Transforming Slot Schema Induction with Generative Dialogue State Inference
James D. Finch, Boxin Zhao, Jinho D. Choi
TL;DR
GenDSI tackles slot schema induction for task-oriented dialogue by using a generative dialogue state generator to produce slot-value candidates with predicted slot names from unlabeled dialogues. The pipeline encodes candidates with SBERT and clusters them with HDBSCAN to form unified slot schemas, enabling automatic naming of slots. On MultiWOZ and SGD, GenDSI outperforms prior SoTA SSI methods, reducing redundancy and improving recall and value purity while maintaining robustness to unseen domains. This approach enables scalable, domain-agnostic dialogue state representations with minimal manual schema engineering.
Abstract
The challenge of defining a slot schema to represent the state of a task-oriented dialogue system is addressed by Slot Schema Induction (SSI), which aims to automatically induce slots from unlabeled dialogue data. Whereas previous approaches induce slots by clustering value spans extracted directly from the dialogue text, we demonstrate the power of discovering slots using a generative approach.
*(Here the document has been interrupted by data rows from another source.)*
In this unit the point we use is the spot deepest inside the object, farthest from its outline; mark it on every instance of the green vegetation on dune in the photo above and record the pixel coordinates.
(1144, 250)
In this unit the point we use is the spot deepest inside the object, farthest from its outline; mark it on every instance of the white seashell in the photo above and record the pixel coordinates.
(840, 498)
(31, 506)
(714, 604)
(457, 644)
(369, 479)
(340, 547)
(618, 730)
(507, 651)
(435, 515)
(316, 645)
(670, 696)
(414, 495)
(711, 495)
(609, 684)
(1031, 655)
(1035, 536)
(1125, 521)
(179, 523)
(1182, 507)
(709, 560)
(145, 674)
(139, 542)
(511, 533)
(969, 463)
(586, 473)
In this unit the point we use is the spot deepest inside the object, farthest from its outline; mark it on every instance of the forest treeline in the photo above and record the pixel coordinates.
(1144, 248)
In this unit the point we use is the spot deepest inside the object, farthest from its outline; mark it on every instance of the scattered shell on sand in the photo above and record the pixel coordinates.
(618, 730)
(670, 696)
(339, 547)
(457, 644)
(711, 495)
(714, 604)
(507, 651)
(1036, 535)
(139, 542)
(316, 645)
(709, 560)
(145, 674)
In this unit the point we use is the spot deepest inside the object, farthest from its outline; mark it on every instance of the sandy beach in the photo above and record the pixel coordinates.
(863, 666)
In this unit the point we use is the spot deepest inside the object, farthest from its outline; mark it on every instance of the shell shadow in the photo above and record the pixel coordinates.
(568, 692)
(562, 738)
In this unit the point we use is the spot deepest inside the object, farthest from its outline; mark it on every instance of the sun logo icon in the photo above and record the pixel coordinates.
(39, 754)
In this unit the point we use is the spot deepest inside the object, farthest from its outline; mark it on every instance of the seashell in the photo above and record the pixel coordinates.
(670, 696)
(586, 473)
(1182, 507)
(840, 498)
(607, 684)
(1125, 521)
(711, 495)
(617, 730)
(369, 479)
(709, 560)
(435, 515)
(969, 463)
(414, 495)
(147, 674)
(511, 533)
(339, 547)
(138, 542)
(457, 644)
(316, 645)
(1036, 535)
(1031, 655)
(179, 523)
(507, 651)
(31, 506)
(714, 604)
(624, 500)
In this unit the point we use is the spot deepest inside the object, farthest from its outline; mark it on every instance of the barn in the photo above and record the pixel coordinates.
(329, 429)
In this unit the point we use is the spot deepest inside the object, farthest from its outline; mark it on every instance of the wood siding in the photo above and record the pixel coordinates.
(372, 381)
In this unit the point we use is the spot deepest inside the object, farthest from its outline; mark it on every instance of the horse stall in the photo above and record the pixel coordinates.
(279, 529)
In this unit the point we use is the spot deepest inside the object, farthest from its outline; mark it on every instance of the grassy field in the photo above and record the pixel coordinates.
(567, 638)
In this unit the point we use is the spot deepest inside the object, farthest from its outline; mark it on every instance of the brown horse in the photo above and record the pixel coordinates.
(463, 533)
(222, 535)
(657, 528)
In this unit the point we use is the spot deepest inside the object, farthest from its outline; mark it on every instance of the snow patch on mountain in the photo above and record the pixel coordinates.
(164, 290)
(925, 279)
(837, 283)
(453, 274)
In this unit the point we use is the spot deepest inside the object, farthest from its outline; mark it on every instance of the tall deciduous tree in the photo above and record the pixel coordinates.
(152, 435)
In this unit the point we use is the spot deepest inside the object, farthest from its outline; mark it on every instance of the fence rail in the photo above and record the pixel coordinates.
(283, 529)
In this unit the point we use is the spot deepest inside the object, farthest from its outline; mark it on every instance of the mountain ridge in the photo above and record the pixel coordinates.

By training a model to generate slot names and values that summarize key dialogue information with no prior task knowledge, our SSI method discovers high-quality candidate information for representing dialogue state. These discovered slot-value candidates can be easily clustered into unified slot schemas that align well with human-authored schemas. Experimental comparisons on the MultiWOZ and SGD datasets demonstrate that Generative Dialogue State Inference (GenDSI) outperforms the previous state-of-the-art on multiple aspects of the SSI task.